No Brasil, a obesidade infantil tem crescido nas últimas duas décadas e pode estar relacionada a fatores hereditários, mas também aos maus hábitos alimentares e sedentarismo.

Mas antes de tudo, o que é obesidade?

Sobrepeso e obesidade são definidos pela Organização Mundial da Saúde como o acúmulo de gordura anormal ou excessivo que apresentam risco para a saúde.

A obesidade é medida através do índice de massa corporal (IMC). Para calcular, é preciso dividir o peso em quilogramas pelo quadrado da altura em metros (IMC = peso/altura²).  Uma pessoa com IMC igual ou superior a 25 é considerada com sobrepeso. Já uma pessoa com um IMC de 30 ou mais é considerada obesa.

Existem especialistas que relacionam a obesidade a problemas psicológicos, comportamentais, metabólicos e genéticos. Mas independente da origem, a obesidade deve ser tratada para prevenir inúmeras doenças.

Números divulgados pela OMS em 2013 mostram que 2,8 milhões de pessoas morrem por ano devido a problemas causados pelo excesso de peso. Segundo a Iniciativa de Vigilância da Obesidade Infantil, um terço das crianças do mundo inteiro, entre 6 a 9 anos estão obesas ou acima do peso. Já no Brasil, uma em cada três crianças sofrem com a doença.

Crianças que já apresentam sobrepeso ou obesidade, tendem a ficar obesas na idade adulta e desenvolvem doenças ainda jovens, como diabetes e problemas cardiovasculares por exemplo.

Para resolver o problema, é preciso vencer a propaganda. A OMS declarou que a propaganda de alimentos nocivos se mostrou desastrosamente eficaz nas crianças. Tanto na TV como nas redes sociais, os alimentos ricos em gorduras, sódio e açucar, e pobres em vitaminas, minerais e outros nutrientes saudáveis, quando são promovidos, apresentam risco significativo para obesidade infantil e em uma idade mais avançada, para doenças crônicas.

A publicidade vende os produtos industrializados ricos em gordura, sal e açúcar, que são os três componentes da dieta moderna, e a mistura deles dá sensação de prazer.
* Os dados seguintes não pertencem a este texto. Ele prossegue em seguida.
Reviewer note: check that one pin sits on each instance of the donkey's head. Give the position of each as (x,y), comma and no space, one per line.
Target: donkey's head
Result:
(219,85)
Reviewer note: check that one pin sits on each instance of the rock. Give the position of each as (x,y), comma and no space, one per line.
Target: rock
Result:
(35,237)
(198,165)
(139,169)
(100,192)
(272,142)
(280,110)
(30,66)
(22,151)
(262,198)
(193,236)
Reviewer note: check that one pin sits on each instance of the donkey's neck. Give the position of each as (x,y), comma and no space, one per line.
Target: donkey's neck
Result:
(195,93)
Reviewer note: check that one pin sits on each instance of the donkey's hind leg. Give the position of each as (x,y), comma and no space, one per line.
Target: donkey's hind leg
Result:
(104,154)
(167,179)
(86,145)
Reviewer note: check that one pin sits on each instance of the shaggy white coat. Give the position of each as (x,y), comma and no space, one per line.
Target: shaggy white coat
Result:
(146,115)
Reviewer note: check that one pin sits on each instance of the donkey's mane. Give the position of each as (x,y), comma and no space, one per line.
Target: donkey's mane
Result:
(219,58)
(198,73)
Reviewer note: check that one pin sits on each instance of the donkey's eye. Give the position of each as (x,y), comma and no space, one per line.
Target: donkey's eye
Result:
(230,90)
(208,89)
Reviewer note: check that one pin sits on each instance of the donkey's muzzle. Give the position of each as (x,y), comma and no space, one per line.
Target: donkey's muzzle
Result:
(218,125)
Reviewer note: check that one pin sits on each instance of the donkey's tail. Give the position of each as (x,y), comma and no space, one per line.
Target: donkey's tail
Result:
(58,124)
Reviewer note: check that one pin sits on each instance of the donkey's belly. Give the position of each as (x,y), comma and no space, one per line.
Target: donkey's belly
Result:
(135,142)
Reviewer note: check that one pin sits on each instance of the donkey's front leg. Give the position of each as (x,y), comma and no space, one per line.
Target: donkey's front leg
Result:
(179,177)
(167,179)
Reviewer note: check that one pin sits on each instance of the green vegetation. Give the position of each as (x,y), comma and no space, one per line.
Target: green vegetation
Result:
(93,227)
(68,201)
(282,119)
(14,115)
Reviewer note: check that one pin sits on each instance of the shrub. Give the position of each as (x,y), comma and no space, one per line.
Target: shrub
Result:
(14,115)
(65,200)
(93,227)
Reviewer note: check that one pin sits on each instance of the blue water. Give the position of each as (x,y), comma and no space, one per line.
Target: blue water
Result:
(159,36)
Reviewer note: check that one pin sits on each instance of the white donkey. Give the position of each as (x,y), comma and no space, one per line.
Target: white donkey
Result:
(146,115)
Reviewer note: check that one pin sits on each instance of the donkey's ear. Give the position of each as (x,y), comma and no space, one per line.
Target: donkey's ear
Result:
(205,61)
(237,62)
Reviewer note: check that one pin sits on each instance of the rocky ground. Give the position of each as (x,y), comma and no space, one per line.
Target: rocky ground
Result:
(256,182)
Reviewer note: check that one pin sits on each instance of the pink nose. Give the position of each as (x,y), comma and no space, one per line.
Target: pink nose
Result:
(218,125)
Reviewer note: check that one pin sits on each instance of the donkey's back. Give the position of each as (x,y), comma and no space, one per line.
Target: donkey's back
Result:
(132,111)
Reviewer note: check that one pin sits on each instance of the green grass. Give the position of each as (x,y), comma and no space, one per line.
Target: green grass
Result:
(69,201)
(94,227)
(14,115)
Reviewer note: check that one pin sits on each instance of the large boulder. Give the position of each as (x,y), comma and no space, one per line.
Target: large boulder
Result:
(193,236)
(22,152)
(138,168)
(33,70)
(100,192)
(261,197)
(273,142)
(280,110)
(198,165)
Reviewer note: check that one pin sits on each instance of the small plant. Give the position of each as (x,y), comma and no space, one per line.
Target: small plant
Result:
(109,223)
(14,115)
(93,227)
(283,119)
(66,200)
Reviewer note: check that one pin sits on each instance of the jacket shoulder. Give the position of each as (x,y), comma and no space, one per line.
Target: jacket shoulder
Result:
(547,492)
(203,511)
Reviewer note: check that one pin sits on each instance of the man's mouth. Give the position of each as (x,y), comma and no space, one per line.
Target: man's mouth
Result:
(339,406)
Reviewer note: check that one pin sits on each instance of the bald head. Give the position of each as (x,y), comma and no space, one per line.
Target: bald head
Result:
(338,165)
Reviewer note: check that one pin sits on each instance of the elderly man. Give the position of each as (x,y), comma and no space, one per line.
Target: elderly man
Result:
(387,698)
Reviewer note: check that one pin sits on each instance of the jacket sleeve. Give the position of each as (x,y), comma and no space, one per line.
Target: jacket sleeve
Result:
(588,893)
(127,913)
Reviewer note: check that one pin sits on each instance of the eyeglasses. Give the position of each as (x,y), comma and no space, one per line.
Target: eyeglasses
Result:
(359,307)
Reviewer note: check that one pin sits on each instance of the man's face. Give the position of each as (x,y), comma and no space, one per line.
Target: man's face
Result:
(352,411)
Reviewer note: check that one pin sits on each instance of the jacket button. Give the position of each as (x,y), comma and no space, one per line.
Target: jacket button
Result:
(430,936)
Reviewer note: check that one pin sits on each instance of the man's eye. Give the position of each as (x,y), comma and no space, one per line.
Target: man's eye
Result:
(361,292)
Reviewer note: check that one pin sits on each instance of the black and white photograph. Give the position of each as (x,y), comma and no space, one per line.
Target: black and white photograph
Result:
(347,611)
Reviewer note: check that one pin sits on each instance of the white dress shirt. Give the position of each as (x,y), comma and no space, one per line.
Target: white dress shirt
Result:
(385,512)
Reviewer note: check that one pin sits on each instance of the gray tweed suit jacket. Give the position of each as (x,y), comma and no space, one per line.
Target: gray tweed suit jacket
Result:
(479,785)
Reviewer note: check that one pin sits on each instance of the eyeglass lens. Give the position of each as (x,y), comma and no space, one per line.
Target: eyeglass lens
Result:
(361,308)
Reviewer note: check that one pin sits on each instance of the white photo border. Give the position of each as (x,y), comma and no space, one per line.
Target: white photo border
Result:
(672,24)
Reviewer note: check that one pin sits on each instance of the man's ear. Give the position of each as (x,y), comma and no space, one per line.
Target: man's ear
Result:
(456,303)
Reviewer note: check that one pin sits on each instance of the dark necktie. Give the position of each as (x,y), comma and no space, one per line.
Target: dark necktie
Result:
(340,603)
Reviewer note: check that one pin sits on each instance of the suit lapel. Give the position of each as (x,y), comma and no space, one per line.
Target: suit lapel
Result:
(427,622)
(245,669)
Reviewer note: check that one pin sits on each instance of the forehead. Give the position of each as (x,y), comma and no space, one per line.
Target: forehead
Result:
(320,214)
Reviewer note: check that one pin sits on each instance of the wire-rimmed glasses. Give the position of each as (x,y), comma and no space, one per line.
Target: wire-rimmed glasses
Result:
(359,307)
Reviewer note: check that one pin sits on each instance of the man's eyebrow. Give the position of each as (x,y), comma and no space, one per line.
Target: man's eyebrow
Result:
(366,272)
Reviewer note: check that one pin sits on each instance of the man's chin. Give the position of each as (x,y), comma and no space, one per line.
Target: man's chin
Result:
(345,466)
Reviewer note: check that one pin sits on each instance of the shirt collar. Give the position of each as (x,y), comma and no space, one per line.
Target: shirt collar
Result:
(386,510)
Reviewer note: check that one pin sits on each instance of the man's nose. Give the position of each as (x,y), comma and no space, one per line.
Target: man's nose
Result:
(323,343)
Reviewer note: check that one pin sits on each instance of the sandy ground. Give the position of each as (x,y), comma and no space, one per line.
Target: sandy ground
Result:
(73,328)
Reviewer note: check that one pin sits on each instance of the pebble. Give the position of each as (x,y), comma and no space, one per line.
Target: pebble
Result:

Por isso tendem ser preferência da nova geração de crianças e adolescentes que consomem excessivamente alimentos e bebidas industrializados.

Juntamente com essa preferência, é na infância que nosso corpo produz células adiposas, responsáveis pelo armazenamento de gordura no corpo. Por serem elásticas, quando ingerimos alimento em excesso, são estimuladas a armazenas gordura, podendo adquirir até dez vezes o seu tamanho normal. Quando chegam a esse limite, se dividem ao meio e dão origem a uma nova célula. Mas é a partir da adolescência que as células perdem o poder de duplicação.

Para tentar combater os efeitos de desinformação na vida das crianças, diversos projetos já estão no Congresso Nacional para exigir das marcas mais transparências nas informações que alertam sobre os ingredientes não saudáveis que estão presentes na composição do produto.

Outros fatores econômicos, sociais, políticos e culturais também contribuem para a obesidade. Os hábitos alimentares, aumento das redes de fast-food, falta de regra nos alimentos comercializados nas escolas e o sedentarismo contribuem para o desequilíbrio entre o consumo de alimentos e o gasto de calorias.

A prática de exercícios físicos alidas a uma alimentação equilibrada são regras fundamentais não apenas para as crianças, mas para todos que desejam ter uma vida saudável. Lembrando que as crianças aprendem pelo modelo dos pais. Por isso, quando os veem se exercitando, tal atitude vai estimular a criança, desde cedo, a adquirir hábitos saudáveis. Caso contrário, não. Os filhos provavelmente serão sedentários como os pais.